By the addition of two more outer legs, a triple hexagon tower structure can be achieved which increases the tower strength remarkably in all directions. In the triple hexagon tower structure type the amount of truss connections in the nodal points within the six outer legs and the three outer midlegs are six and eight, respectively, whereas all nodal points of the internal points will have five truss connections between the three internal legs will be arranged horizontally and perpendicular to the legs. Therefore, there will be only three nodal point types in the triple hexagon tower.

By using few nodal point types, although a large number of each type, the principal of forged nodal points advantageously can be used. Principally the truss length in the outer panels is the same, as well as in the radial and center panels, and each weld is made substantially as a butt weld which advantageously simplifies the welding as well as the examination of welds.

In the drawings,

FIG. 1 discloses schematically a perspective part of a single hexagonal tower structure according to the invention;

FIG. 2 discloses a double hexagonal tower structure;

FIG. 3 discloses a triple hexagonal tower structure; and

FIGS. 4, 5 and 6 disclose construction steps for a single, double and triple hexagonal tower structure, respectively. FIGS. 1, 2 and 3, for clarity only, disclose the truss work part in front of the center leg.

The principal of the offshore truss work type tower structure according to the invention in its simplest embodiment is disclosed in FIG. 1 as a single hexagonal tower structure.

The tower structure of FIG. 1 comprises outer legs 1-6 and a center leg 7. A nodal point 19 on leg 6 and a nodal point 22 on leg 2, as well as a corresponding nodal point on leg 4, are arranged at the same level. From the nodal point 19 trusses 8 extend upward to nodal point 17 on leg 5 and nodal point 21 on leg 1 and downward to nodal point 16 on leg 5 and 23 on leg 1. Nodal points 16 and 23 as well as a third nodal point on leg 3 are arranged at the same level and between two levels for nodal points on leg 6.

In addition to trusses 8 and the two legs 5 and 6 for establishing the outer panels, trusses 9 extend from nodal point 19 upward to a nodal point 24 and downward to a nodal point 25 on the center leg 7. Nodal point 24 on the center leg 7 is arranged at the same level as the nodal points 17 and 21 on legs 5 and 1, respectively.

In the same manner the double hexagonal tower structure of FIG. 2 and the triple hexagonal tower structure of FIG. 3 are constructed. However, horizonal trusses 10 are arranged between the internal legs 26 and 27 at each nodal point in the double hexagonal tower structure as disclosed in FIG. 2 and between each nodal point on the internal legs 28, 29 and 30 in the triple hexagonal tower structure disclosed in FIG. 3.

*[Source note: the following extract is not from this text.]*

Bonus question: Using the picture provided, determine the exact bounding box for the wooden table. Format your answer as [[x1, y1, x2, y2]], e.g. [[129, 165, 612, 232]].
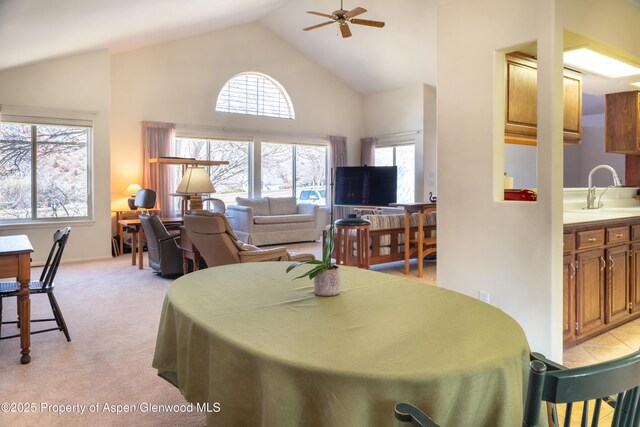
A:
[[336, 219, 371, 269], [0, 234, 33, 365], [118, 218, 182, 270], [111, 209, 160, 255], [153, 262, 529, 427], [389, 202, 436, 277]]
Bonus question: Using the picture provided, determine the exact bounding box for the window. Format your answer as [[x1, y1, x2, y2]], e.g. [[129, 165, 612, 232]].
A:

FIG. 4 discloses one method for constructing a single hexagonal tower structure where a radial panel between leg 2 and the center leg 7 first is constructed at the ground level and thereafter rotated around center leg 7 to a position where leg 7 and 2 are connected with leg 1 thereby providing a triangle shaped structure. Simultaneously an outer panel is constructed consisting of legs 3 and 4 with connecting trusses, which panel thereafter is rotated around leg 4 in such a way that trusses may be connected between outer legs 3 and 2 and between the outer legs 3, 4 and the center leg 7.

Thereafter the substructure consisting of legs 1-4 and 7 is lifted in position and an outer panel consisting of legs 5 and 6 with connecting trusses is constructed at ground level and thereafter rotated around leg 6. In this position trusses can be connected between legs 4 and 5 and between 1 and 6 as well as between the center leg and legs 5 and 6.

A double hexagonal tower structure may be constructed according to FIG. 5 by welding together outer legs 1 and 4 as well as internal leg 26 on the ground level and simultaneously constructing a panel comprising outer legs 6 and 11 and internal leg 27. Thereafter the panels are rotated around legs 1 and 6, and outer panels comprising legs 2 and 3, and 12 and 13 are constructed on the ground level, then rotated around legs 2 and 13. Trusses are then constructed between outer legs 3 and 4, and 2 and 1 as well as between 11 and 12 and 6 and 13. The internal trusses between center leg 26 and outer legs 2 and 3, and between center leg 27 and outer legs 12 and 13 are then constructed. Thereafter, the substructure consisting of outer legs 1-4 and internal leg 26 is rotated around leg 1 and trusses may be secured between legs 4 and 11, 1 and 6, 4 and 27, and 26 and 6, as well as the horizontal trusses 10 between the internal legs 26 and 27.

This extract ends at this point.